While Veterans Day was established in 1911, it’s only been a few years since Vietnam veterans had their own nationally recognized day. It’s a time to pay tribute to the 9 million Americans who served during the Vietnam War era and to the 58,000 names memorialized on the Vietnam Veterans Memorial in Washington, D.C. – and to those who didn’t receive recognition when they returned home from the war.
March 29, 1973 was the day the last U.S. combat troops departed Vietnam.
“It’s about time,” Marine veteran Harold Savage said about Vietnam Veterans Day, echoing the sentiments of many in the room. Savage served three tours from 1965 to 1969 – one in Okinawa and one aboard a Navy cruiser with a Marine detachment.
“The way we treat Vietnam veterans today is a lot more rewarding,” said Emil Gunther, an Army veteran who sat with his brother Ehrhardt and friends Jim and Gary Kolodziejcyzk.
Emil enlisted in the Army in February 1968 in order to “get it over with” so he could return home and get married. When he stepped off the plane in San Francisco, he could see protestors outside the airport.
While Emil served in Vietnam, his brother Ernhardt was drafted and stationed in Germany for a year. The rules were stricter there and some of his peers volunteered to go to Vietnam instead, Ehrhardt said.
Gary – who was called “alphabet soup” for his long last name – spent his 20th and 21st birthdays in Vietnam. He wrote weekly and sent photos to his family, including Jim, who was too young to be drafted.

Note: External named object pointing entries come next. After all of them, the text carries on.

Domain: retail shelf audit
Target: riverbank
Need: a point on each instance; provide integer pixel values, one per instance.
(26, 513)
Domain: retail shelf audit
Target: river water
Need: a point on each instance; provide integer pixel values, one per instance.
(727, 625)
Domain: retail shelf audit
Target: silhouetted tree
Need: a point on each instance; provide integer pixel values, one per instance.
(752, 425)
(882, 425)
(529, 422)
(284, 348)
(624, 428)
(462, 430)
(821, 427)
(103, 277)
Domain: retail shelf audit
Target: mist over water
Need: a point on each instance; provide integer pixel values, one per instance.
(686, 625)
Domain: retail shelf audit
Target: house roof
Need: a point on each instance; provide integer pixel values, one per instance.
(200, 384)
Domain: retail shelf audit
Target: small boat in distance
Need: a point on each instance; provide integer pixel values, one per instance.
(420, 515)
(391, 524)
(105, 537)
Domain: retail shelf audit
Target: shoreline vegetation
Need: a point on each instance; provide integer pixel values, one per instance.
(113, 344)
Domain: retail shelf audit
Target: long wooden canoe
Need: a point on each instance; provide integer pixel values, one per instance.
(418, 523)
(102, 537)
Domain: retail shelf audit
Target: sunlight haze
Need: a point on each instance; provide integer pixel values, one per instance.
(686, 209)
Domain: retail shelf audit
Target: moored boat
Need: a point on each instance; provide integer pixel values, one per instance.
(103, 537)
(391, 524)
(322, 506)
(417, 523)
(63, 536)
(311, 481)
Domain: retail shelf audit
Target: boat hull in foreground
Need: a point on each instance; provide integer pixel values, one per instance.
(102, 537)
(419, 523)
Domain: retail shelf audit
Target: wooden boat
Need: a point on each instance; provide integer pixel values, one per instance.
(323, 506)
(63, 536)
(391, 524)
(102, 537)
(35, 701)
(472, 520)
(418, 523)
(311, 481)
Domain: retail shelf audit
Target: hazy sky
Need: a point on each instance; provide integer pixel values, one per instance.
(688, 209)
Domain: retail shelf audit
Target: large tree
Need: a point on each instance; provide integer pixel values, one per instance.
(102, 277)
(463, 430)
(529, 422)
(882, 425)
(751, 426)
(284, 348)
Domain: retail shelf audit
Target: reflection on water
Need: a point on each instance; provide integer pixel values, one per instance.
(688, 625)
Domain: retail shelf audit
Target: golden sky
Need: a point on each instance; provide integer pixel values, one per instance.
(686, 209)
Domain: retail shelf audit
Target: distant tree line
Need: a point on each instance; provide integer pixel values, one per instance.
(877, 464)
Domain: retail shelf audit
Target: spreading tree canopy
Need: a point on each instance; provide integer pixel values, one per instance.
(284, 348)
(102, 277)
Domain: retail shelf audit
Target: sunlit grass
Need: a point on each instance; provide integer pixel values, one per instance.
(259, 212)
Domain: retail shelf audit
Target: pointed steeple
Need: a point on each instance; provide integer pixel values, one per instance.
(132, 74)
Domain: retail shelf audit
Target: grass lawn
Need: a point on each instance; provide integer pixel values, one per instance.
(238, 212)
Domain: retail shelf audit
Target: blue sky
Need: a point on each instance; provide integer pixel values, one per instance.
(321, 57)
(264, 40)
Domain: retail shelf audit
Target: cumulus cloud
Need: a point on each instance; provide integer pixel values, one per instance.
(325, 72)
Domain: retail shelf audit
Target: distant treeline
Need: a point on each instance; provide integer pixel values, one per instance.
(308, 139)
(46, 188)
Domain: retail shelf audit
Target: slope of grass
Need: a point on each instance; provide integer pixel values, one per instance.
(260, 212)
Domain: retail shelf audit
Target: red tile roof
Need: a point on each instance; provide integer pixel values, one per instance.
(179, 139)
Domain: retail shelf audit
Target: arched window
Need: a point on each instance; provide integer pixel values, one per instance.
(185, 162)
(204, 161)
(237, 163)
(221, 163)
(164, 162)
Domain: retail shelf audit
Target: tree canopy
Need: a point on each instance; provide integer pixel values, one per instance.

Armed with a 35mm camera, Gary would take photos of life in Vietnam, sometimes with his feet dangling out of a helicopter.
“If you didn’t write, they’d get on you,” Gary said. “They wanted you to let people back home know what was going on.”
Emil, Ehrhardt and Gary spoke of a 2018 trip aboard Honor Flight from Toledo to Washington, D.C., to see the memorial. It was such an amazing experience that they plan to volunteer when Honor Flight resumes.
Don Fern was on the last Honor Flight in 2019. Seeing nearly 60,000 names on a wall was sobering, he admitted, but the way veterans were treated with honor while parading into Washington, D.C., with a police escort was a complete turnaround from his experience in 1970, he said.
Having an opportunity to talk with other veterans about their experiences is priceless, Graven said. On the “All Call With Task Force 20” podcast, Whitehouse American Legion member and Army veteran Wayne King recently spoke about his service in Vietnam in 1967-69. He also heard stories from veterans of other wars.
“When we talked about this, it brought back memories I hadn’t thought of in years. It sobered me up a bit,” Wayne said.
Wayne’s homecoming in 1969 wasn’t like the others. He recalls his brother picking him up from the Columbus airport. He was wearing his uniform.
“A half-dozen people stopped us to shake my hand and welcome me home,” he said. “I didn’t have the animosity that other people had.”
As he helped set up the banquet hall and greeted guests, Wayne shared a hug with Doug and Karen Mold. Doug was a Navy Seabee from November 1967 to November 1968.
“I was in Vinh Long, which is in the Mekong Delta,” Doug said, referring to an area known for its maze of waterways and swamps. Boats were the main source of transportation.
As veterans shared stories, two men from Your Media People walked around the room to capture footage for a documentary about Graven and Task Force 20. The film will premiere during the Task Force 20 awards banquet on September 8.
In the meantime, Graven and board member Matt Stamm are planning another event in Whitehouse along with the Legion. On Sunday, June 26, Task Force 20 will present Operation: Stronger Together. Held on PTSD Awareness Day, the program will include a race that begins at 10:00 a.m. in Whitehouse Park and includes a veterans’ resource fair with multiple organizations that support veterans. As with the March 27 event, the June program will include food from veteran-owned Warrior Wings of Wauseon.